Parafraseando um provérbio, “não basta estar certo, é preciso parecer estar certo”. E no momento certo.
A credibilidade, como no árbitro de futebol, depende da performance imediata. O Hamas entende que a primeira imagem e o primeiro número, verdadeiros ou não, são os que colam na mente.
Israel parece atuar como se isto não fosse importante, como se houvesse tempo para “corrigir o placar”. Isto, no teatro midiático, não acontece.
Ainda com Goffman, o uniforme do médico, o jaleco branco, a batina do padre — todos elementos que antecipam confiança.
O Hamas, para o público internacional, veste o jaleco da vítima: suas mensagens vêm revestidas de emoção, de tragédia, de um absoluto desamparo.
Israel veste o terno do advogado: racional, técnico, frio. Mas no tribunal da opinião pública, quem conta a história com lágrimas quase sempre vence.

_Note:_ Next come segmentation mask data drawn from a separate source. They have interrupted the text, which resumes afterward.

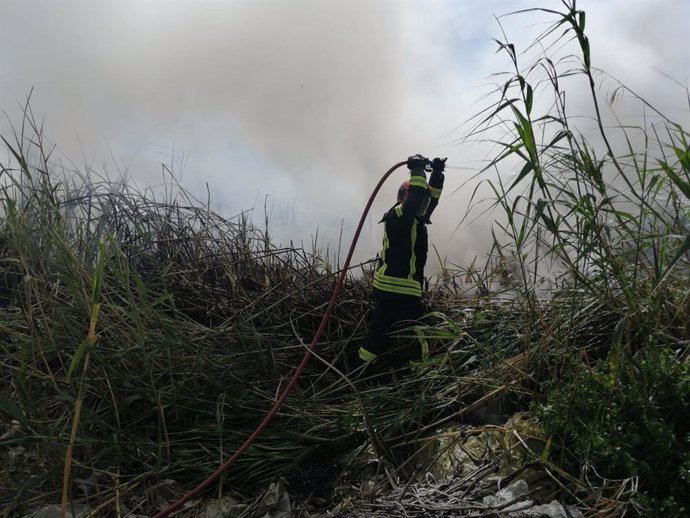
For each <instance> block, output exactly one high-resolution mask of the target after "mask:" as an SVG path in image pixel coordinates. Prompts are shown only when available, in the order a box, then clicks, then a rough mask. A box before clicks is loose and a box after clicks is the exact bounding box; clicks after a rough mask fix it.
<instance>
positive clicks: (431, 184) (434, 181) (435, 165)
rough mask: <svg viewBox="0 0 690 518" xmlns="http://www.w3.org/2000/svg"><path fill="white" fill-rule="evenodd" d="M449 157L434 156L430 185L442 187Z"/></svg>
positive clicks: (431, 167) (431, 169) (430, 179)
mask: <svg viewBox="0 0 690 518" xmlns="http://www.w3.org/2000/svg"><path fill="white" fill-rule="evenodd" d="M446 160H448V159H447V158H438V157H437V158H434V159H433V160H432V161H431V176H430V177H429V185H430V186H432V187H437V188H442V187H443V181H444V180H445V175H444V174H443V171H444V170H445V168H446Z"/></svg>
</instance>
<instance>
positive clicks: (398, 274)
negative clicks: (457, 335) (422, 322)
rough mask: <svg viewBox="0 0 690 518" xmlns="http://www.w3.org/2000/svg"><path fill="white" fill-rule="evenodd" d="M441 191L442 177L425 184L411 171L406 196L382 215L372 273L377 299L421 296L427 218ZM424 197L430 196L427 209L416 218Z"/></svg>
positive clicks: (419, 177)
mask: <svg viewBox="0 0 690 518" xmlns="http://www.w3.org/2000/svg"><path fill="white" fill-rule="evenodd" d="M442 188H443V177H442V176H439V177H436V176H435V175H433V174H432V176H431V178H430V180H429V184H427V181H426V175H424V174H416V172H415V171H412V173H411V175H410V186H409V190H408V193H407V197H406V198H405V199H404V200H403V201H402V202H400V203H397V204H396V205H394V206H393V207H391V208H390V210H388V212H386V214H384V216H383V219H382V220H381V222H383V223H384V224H385V229H384V234H383V248H382V250H381V253H380V254H379V258H378V265H377V269H376V271H375V272H374V295H375V296H376V297H377V298H379V299H382V298H383V299H385V298H389V297H391V296H393V297H396V296H398V295H402V296H410V297H417V298H421V297H422V287H423V282H424V265H425V264H426V258H427V253H428V246H429V238H428V235H427V230H426V225H427V224H428V223H430V222H431V221H430V219H429V218H430V216H431V213H432V212H433V211H434V209H435V208H436V205H438V200H439V198H440V196H441V190H442ZM427 196H431V201H430V202H429V207H428V209H427V210H426V211H425V212H424V214H422V215H419V211H420V208H421V207H422V206H423V204H424V202H425V198H426V197H427Z"/></svg>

E não adianta lamentar, colocar a culpa nos outros.
A responsabilidade por essa derrota no palco midiático não é da ONU, nem da BBC, nem de um suposto viés antissionista ou antissemita.
A responsabilidade é única e exclusiva de Israel, que, tendo todos os meios técnicos para disputar a narrativa, pela verdade dos fatos, e parece ter optado por não disputar.
A história da guerra se apresenta como um filme para a audiência, na guerra das imagens quem chegar primeiro leva.
E, neste filme, Israel tem permitido que o papel principal fique com seu inimigo.